Encodes data into printable Unicode characters.
UniBinary is an encoding algorithm which packs arbitrary data into printable Unicode characters.
It can be used to send data through media such as Twitter which don't allow binary data but allow Unicode characters.
UniBinary is akin to Base64 but uses much fewer characters.

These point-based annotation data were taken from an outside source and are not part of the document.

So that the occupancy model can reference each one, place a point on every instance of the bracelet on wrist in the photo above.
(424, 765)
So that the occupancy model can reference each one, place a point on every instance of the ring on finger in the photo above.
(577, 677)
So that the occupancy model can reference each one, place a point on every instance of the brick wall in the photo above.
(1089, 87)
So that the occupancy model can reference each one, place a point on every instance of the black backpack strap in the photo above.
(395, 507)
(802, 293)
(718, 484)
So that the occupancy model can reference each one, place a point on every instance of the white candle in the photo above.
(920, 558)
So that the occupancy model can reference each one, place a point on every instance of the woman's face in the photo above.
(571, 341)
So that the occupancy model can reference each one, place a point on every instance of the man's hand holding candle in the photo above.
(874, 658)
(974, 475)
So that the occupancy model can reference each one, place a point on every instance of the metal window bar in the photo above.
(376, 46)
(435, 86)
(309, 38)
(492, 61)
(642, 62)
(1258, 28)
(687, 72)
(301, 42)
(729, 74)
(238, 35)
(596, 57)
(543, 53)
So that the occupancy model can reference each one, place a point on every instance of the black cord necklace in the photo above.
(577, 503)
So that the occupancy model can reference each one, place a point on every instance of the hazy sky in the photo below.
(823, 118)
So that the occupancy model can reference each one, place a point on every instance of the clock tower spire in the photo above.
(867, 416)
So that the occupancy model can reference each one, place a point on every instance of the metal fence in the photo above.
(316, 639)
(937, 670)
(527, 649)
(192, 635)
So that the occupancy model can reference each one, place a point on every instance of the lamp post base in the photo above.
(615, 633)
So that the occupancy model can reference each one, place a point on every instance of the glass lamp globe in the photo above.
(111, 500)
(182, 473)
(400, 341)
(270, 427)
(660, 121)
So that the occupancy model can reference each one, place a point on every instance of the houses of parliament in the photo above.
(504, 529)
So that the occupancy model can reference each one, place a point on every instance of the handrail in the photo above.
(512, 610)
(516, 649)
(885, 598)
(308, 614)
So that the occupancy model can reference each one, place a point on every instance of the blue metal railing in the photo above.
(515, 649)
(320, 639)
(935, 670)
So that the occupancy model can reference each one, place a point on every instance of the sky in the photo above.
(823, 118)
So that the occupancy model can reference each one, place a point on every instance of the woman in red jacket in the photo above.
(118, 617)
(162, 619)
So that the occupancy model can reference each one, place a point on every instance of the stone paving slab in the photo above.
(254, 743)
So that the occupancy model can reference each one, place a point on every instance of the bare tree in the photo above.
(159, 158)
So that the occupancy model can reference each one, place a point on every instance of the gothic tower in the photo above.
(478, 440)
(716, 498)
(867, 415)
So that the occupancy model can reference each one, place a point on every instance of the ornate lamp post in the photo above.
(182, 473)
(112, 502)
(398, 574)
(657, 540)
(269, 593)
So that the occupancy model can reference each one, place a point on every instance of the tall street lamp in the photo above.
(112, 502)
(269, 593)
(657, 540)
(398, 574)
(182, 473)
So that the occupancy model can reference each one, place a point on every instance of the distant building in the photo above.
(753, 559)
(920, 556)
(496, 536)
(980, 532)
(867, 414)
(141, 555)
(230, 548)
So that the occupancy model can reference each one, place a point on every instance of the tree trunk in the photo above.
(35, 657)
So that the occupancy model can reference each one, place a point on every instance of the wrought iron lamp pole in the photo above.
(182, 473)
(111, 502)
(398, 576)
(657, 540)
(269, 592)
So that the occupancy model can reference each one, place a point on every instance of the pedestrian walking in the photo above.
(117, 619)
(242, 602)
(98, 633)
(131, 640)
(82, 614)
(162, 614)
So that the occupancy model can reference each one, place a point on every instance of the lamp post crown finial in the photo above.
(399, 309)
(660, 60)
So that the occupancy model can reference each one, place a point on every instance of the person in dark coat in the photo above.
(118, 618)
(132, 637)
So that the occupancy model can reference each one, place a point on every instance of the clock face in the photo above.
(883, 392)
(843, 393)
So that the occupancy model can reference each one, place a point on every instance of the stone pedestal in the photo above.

UniBinary comes with three parts:
- this documentation,
- a Python implementation,
- a C implementation.
Encode a binary file into a UTF-8 text file:
$ python unibinary.py -e /bin/date > /tmp/date.txt
$ file /tmp/date.txt
/tmp/date.txt: UTF-8 Unicode text, with very long lines, with no line terminators
Decode a UTF-8 text file into a binary file:
$ python unibinary.py -d /tmp/date.txt > /tmp/date
$ file /tmp/date
/tmp/date: Mach-O 64-bit executable x86_64
It works!
$ chmod +x /tmp/date
$ /tmp/date
Thu Jan 17 18:02:24 CET 2013
Inline string encoding:
$ python unibinary.py -es "test"
鬥髴
Inline string decoding:
$ python unibinary.py -ds "嫯壭巠唀帀廀帀庀帀庀帀嚀一币帀币帀常帀済靬餯瘷駲餤悀巿巿Ѐ丅戀Ѐ丅榀帀乿巿巰叿巿崀帀丏巿巿崅帀渐帀币帀帐帀丏崀巿嵪焨最帀袁夀劃峀勍嘈凄爪与夑巰一帀ӿ丅丏巿蠀帀夀侃峀勍嘏巿巿巿帀巿崀丏巿" > micro_macho
$ chmod +x micro_macho
$ ./micro_macho
Hello world
Compile it with make
:
$ make
$ make tests
Run the unit tests:
$ ./tests
...
-- ALL TESTS ARE OK --
Run the main executable:
$ ./unibinary
Usage: unibinary [-ed] [-sf] [-b num] [-h]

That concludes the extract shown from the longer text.